Even during the darkest and harshest of winters, there is still beauty to be found – in the bright red of a holly berry amongst the grey, the glow of Christmas tree lights glimpsed through windows at dusk, or the spectacular frost patterns on our cars on a cold morning which we pause to admire before scraping them off the windscreen.
Likewise, the dark place that grief can take us to also has some treasures to be found – sparkles of beauty in remembering the joy and the colour that the ones we miss so much brought to our lives, kind words or actions from others, or the bright respite that comes from playing with children or animals.
The festive season has well and truly burst into our lives like the brightly lit Coca-Cola truck, honking its air horn. Christmas is a celebration that can come with a not-so-subtle expectation for everyone to be happy and joyful. Shopping is done to a soundtrack of upbeat Christmas songs, TV is full of images of families having fun together, and the feeling of enforced gaiety can be tricky to navigate when you are bereaved.
Layers of happy Christmas memories that have built up over the years bring a poignancy when a key person is no longer here to share them. We can feel that we’re walking an emotional tightrope at times when we’re happily sharing the festivities one moment, and feeling very sad the next.
One of the dubious benefits of being human is that we get to experience emotional dissonance – holding opposing feelings at the same time. In the midst of the horrors of war, we find extraordinary acts of solidarity and support.

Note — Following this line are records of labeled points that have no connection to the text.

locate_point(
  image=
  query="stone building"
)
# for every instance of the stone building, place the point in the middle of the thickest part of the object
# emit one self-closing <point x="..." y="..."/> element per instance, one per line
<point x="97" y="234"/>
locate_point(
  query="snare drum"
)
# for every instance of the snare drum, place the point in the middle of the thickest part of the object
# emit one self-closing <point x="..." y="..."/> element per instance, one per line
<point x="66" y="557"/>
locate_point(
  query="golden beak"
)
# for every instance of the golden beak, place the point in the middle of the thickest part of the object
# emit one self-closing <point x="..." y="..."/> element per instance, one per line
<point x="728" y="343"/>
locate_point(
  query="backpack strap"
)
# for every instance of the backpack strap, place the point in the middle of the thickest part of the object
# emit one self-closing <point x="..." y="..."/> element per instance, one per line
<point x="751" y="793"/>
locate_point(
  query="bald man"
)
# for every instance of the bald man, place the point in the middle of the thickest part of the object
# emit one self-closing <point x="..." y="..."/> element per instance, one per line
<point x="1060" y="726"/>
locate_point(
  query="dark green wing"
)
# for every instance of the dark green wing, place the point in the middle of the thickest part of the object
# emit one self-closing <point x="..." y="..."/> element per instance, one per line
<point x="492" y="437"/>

In hardship, we see acts of utter generosity, and in grief, we access a whole new depth of love. It can be hard, but it also can be sublimely beautiful.
The theme for this year’s recent National Grief Awareness Week is ‘to open conversations and normalise grief’. It seems a simple enough brief and yet when you are bereaved, you maybe start to realise that opening conversations and normalising grief is quite the task.
In this country, even in the 21st century, there are things that remain very difficult to talk about without getting very ‘British stiff upper lip’ and awkward. There’s an old maxim that you shouldn’t talk about sex, politics or religion in polite company – and yet I suspect many people would rather discuss any of these (particularly the latter two!) in preference to engaging with the intimacy and rawness of somebody’s grief.
Indeed, many families I’ve worked with tell me about how people have gone out of their way to avoid them for fear of not knowing what to say, leaving them feeling isolated and a bit of a social pariah. Even in some families and friend groups who have experienced the same loss, the fear of upsetting others can shut a potentially healing conversation down.
Or else, there’s the shutting down of conversation in another way – the well-meant but horribly unhelpful platitude: ‘they’re in a better place now’, ‘everything happens for a reason’ or ‘at least you’ve still got (your other parent/children/friends)’
People often grope around in the dark for what to say but of course, there is nothing they can say that will make it feel better. What can shine a light however is to ask how you are, to say your loved one’s name, to share a happy memory or to ask you about them. You’ve not forgotten about them after all – their name is in your heart at all times, and to have that name on your lips or to hear it on others’ can affirm and reassure you that their light is still with us.
We can help to start the conversational revolution. Tell people who you are remembering, and ask them if they are remembering someone. Ask questions about each other’s loved ones and enjoy introducing yours to a new person. Let their names and their stories be all around us just as they are still all around us, especially at times like Christmas when they will very much be with you.
How will you bring your person’s light into your Christmas this year? Perhaps it will be by hanging their favourite bauble in pride of place at the front of the tree, talking about them around the table with your family, honouring one of their Christmas traditions, having a tinsel bedecked photo of them in the heart of it all, using their failsafe method to prepare the sprouts, writing them a letter in a Christmas card or making a donation to a charity they were passionate about in their name.
I wish you the Christmas that you need this year. Treat yourselves and each other with gentleness, keep your loved one’s name on your lips, and may you find beauty amidst all that unfolds over the festive season and beyond.
I’ll leave you with the wise words of Albus Dumbledore to Harry Potter: “Happiness can be found in even the darkest of times, if one only remembers to turn on the light.”
(These words are taken and lightly adapted from the Christmas Memorial I conducted at HD Tribe, Worthing, on 6th December 2022.)